The problem is that digitally stretching just a little creates noticeable artifacts; not quite clicking, not quite gargling, but annoying nonetheless. What I finally ended up doing was resetting the format from 44.1k to 48k and then pitch-shifting to try and match the duration of the video-- more or less, since the commentary tracks were not exactly the right length, and it took a lot of trial and error: each change took something like 20 minutes to render, then I had to try and sync up the background audio to the video. It was tedious and frustrating.
I started at a little past 7:00, and I finally wrapped a little after midnight.
"But marmot," you may ask, "Why didn't you record it with a converter that's locked to the video to begin with and save yourself the headache?"
Quite simply because the only genlocked A/D converters that I have are in my studio and not portable, and for various reasons I had to do this on location.

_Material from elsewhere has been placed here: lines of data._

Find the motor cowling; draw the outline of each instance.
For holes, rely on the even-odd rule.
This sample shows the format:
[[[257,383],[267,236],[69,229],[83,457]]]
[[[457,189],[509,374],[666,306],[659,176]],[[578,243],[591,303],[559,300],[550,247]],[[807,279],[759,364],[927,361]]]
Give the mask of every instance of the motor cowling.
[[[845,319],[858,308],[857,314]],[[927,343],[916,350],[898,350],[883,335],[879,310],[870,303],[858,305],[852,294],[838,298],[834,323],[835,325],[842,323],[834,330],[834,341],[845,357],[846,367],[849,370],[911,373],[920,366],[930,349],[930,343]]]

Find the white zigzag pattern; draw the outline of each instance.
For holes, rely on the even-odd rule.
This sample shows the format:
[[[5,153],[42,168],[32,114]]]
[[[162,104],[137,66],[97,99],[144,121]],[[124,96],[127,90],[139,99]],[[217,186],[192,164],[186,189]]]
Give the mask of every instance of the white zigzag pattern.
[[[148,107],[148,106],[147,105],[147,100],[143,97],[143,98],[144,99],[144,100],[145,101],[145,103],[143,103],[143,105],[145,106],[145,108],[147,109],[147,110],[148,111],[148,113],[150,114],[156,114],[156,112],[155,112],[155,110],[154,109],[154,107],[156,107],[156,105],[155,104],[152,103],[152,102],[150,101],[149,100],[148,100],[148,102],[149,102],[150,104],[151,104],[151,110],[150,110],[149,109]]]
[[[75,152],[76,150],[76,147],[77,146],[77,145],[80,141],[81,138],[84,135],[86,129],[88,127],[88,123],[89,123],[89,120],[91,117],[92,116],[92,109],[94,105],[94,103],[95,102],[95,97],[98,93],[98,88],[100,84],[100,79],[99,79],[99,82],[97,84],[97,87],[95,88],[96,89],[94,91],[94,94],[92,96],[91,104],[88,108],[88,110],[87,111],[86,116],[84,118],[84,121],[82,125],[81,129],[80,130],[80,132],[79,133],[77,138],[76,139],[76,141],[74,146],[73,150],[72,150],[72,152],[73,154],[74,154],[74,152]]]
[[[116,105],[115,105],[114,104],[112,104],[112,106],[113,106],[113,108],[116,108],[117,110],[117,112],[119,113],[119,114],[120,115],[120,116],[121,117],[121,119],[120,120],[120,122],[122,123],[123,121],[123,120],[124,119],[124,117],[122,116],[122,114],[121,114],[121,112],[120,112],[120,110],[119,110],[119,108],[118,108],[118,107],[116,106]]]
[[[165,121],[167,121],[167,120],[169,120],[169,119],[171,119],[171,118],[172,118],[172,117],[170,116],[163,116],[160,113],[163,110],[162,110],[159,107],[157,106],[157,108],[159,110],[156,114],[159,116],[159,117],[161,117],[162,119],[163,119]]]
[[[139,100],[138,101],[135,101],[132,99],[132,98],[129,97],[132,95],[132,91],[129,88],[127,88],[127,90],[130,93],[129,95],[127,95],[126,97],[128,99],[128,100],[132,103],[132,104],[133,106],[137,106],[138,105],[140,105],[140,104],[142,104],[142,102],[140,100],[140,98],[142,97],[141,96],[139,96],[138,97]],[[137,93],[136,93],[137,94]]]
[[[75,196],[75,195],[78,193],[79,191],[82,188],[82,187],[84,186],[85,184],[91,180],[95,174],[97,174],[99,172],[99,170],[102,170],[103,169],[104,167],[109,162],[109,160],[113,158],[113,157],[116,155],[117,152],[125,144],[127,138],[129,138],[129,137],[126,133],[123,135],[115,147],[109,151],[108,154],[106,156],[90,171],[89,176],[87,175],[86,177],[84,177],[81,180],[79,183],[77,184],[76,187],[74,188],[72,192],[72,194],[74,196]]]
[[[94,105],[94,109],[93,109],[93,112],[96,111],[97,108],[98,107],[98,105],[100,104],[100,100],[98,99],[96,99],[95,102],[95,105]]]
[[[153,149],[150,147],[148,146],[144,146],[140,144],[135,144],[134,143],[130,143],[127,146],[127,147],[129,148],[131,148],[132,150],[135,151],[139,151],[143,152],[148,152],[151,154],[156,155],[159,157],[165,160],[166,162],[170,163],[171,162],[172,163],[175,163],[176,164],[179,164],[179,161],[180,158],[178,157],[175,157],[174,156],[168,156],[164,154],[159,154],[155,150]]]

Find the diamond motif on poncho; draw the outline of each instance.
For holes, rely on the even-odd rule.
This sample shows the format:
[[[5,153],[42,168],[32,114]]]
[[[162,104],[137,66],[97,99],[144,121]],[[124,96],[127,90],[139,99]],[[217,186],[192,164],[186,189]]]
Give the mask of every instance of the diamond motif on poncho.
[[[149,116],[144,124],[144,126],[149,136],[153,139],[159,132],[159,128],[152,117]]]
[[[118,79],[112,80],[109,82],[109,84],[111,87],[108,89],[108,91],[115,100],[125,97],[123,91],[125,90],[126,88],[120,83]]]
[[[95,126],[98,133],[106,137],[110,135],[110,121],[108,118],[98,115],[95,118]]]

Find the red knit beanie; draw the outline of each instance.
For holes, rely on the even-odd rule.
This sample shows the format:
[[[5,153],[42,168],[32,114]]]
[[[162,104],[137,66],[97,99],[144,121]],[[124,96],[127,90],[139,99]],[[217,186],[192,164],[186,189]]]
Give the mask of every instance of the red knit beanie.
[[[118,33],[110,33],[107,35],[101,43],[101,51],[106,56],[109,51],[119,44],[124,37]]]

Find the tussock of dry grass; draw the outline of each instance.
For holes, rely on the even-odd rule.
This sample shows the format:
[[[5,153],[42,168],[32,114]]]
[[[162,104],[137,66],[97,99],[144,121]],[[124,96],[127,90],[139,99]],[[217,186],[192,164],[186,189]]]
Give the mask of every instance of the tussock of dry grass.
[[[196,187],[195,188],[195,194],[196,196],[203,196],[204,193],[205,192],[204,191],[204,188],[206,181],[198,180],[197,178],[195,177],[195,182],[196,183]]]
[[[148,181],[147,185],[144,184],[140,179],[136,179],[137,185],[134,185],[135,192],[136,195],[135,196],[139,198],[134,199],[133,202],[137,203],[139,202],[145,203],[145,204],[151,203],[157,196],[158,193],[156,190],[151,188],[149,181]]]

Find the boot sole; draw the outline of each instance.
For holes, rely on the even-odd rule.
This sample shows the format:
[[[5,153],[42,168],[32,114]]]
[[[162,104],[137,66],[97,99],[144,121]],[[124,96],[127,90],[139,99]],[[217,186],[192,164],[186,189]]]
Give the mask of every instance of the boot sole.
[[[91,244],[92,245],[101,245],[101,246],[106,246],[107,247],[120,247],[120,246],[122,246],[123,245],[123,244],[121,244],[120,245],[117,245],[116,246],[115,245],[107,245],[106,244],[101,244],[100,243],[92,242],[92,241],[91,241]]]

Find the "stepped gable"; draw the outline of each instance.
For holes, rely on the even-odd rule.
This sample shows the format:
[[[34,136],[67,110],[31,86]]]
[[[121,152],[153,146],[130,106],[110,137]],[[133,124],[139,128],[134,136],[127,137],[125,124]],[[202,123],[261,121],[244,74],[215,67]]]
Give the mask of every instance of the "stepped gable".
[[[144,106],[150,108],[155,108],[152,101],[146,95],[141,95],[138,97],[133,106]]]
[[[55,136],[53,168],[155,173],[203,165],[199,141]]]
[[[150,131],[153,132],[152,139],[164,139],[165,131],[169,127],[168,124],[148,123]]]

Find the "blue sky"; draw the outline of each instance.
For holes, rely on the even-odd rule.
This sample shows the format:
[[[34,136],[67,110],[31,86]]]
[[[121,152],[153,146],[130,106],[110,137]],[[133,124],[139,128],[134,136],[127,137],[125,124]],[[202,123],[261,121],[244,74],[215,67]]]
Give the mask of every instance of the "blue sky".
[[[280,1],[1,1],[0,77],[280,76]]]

This is important to consider, since avindair has commented that any projects he wants to do in the future he wants to record dual-system (this is where you record the audio separately from the video), and I'm trying to talk him out of it as being an unnecessary and time-consuming step, particularly at the speed at which he wants to shoot. With dual-system, you can't run-n-gun, you have to clap-slate every take, you need more people (I'm basing this on a separate boom operator and recordist; it's possible to combine them into one person if you have a good portable recorder), and you have to spend the time to re-sync the takes later. It may not seem like a lot to do for one take, but when you consider the hundreds (and sometimes thousands) of takes that you get on a feature film, it becomes a daunting task. I know, I've done it. And when the sample rates don't match, you will end up pulling out your hair. (For short takes, small sample rate mismatches aren't a problem-- it's the longer ones that are a PITA.
There are some pros to it, primarily the sound quality. If you have a consumer or prosumer-level camera, the sound quality in recording is pretty much guaranteed to be left-handed crap: it's usable, but it needs a lot of processing to clean up noise and hiss, and sometimes you just can't clean things up.
Another advantage is that you're not tethered to the camera. If you are shooting genlocked, you do need a tether to the video, and this is likely one of those situations where you need a separate sound recordist and boom operator.
The downside is that it takes more time, both to shoot and in postproduction.